Augusto dos Anjos, o poeta mais original da literatura brasileira, foi embora da Paraíba porque não lhe deram emprego de professor. Quase cem anos depois, não fosse o intelectual Waldemar Duarte, o busto do poeta não estaria no Parque Solon de Lucena e teria virado ferro velho, por falta de pagamento do governador caloteiro e mais não sei quem responsável pela encomenda na época.
Ariano Suassuna ciceroneava Gilberto Freire e mostrava, ancho e orgulhoso, os prédios e monumentos históricos, quando o autor de Casa Grande & Senzala apontou para a estátua de Álvaro de Carvalho, na Praça Dom Adauto e perguntou: “Quem é aquele que eu nunca ouvi falar?” Ariano nem terminou sua explanação a respeito do senador poderoso do início do século, Gilberto Freire o interrompeu: “E o que vocês fizeram para José Lins do Rego? Suassuna não teve o que dizer, ficou olhando para o chão e mudou de assunto.
A história da Paraíba é cheia desses contratempos envolvendo seus filhos ilustres, para ficar apenas nesses, por serem mais emblemáticos. A prática vem de longe e consagra aquela sabença popular de que santo de casa não faz milagres.
No dia em que o nome da escritora paraibana Marília Carneiro Arnaud foi anunciado como a vencedora do prêmio Kindle de literatura, com o seu romance “Pássaro Secreto”, em cerimônia pública, com transmissão via Youtube, percebi, afora algumas manifestações da presidente da Academia Paraibana de Letras, Ângela Bezerra de Castro, do governador João Azevedo que a parabenizou em sua conta nas redes sociais, do cronista Germano Romero, do professor e contista Wellinton Pereira, do jornalista Walter Santos, e três ou quatro linhas no blog do meu amigo e conterrâneo, jornalista e escritor Tião Lucena. E mais nada.
Afora esses, nenhum outro blog, portal ou plataforma do estado da Paraíba registrou o feito memorável da escritora, quando toda a grande imprensa nacional deu o merecido destaque. Esse prêmio que o talento de Marília conquistou é o grito contido que há anos nos incomoda, pois só ganhamos prêmios periféricos, ou nem estes. Fora do eixo Sul-Sudeste, para uma certa crítica literária tendenciosa, seletiva e cheia de preconceitos, não há vida inteligente. Mas o talento de Marília Arnaud quebrou esse paradigma excludente. No Nordeste, especialmente na Paraíba, essa premiação quis dizer que aqui se produz uma literatura universal, e que o pitoresco e o anedotário ficaram socados dentro do gibão mofado de Gonzagão, nas alpercatas dos cangaceiros, nos sótãos das casas de fazenda do tempo antigo.
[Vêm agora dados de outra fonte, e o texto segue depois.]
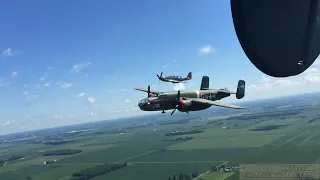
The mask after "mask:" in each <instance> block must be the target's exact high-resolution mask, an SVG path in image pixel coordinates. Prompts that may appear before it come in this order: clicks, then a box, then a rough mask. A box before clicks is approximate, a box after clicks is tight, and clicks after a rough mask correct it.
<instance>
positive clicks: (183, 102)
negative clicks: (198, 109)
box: [177, 100, 192, 112]
mask: <svg viewBox="0 0 320 180" xmlns="http://www.w3.org/2000/svg"><path fill="white" fill-rule="evenodd" d="M191 106H192V102H191V100H180V101H179V104H178V108H177V109H178V110H179V111H180V112H188V111H189V110H190V109H191Z"/></svg>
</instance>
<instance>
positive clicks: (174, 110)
mask: <svg viewBox="0 0 320 180" xmlns="http://www.w3.org/2000/svg"><path fill="white" fill-rule="evenodd" d="M179 100H180V90H178V95H177V104H176V108H175V109H174V110H173V111H172V113H171V116H172V114H173V113H174V112H175V111H176V110H177V109H178V107H179Z"/></svg>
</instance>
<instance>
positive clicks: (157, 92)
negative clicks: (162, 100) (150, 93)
mask: <svg viewBox="0 0 320 180" xmlns="http://www.w3.org/2000/svg"><path fill="white" fill-rule="evenodd" d="M134 89H135V90H137V91H142V92H146V93H147V92H148V89H144V88H134ZM150 93H152V94H161V93H162V92H156V91H151V90H150Z"/></svg>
Visitei diversos blogs e portais da terrinha e percebi essa falta de compromisso de alguns formadores de opinião da terra de Martinho Moreira Franco (morto hoje, dia 6 de fevereiro, morremos um pouco junto com ele) que não dispensaram uma linha sequer para registrar esse feito memorável da escritora paraibana. Em compensação, tomei conhecimento a respeito de uma moça chamada Carol com K, e soube que ela está brigando com não sei quem, soube também que Xuxa está xateada com Xaxa, e que Bolsonaro recusou o convite de não sei quem para tomar a vacina contra o coronavírus e foi agraciado com uma lata de leite Moça doada por um blogueiro bolsonarista.
Pois bem, a despeito de viver nesse mundo cercado de vírus por todos os lados — e o pior deles, o bolsonarismo — a depender desse pessoal e da produção de seus conteúdos, a notoriedade de Marília com escritora não vai passar da missa de sétimo dia. Mas se depender de mim, de Wellinton Pereira, de Ângela Bezerra, e de tantos outros que têm consciência do fato literário e sabe ler um livro e interpretar o universo, vai querer um enorme outdoor na entrada de João Pessoa ou de Campina Grande, dizendo: Aqui é a terra de Marília Arnaud.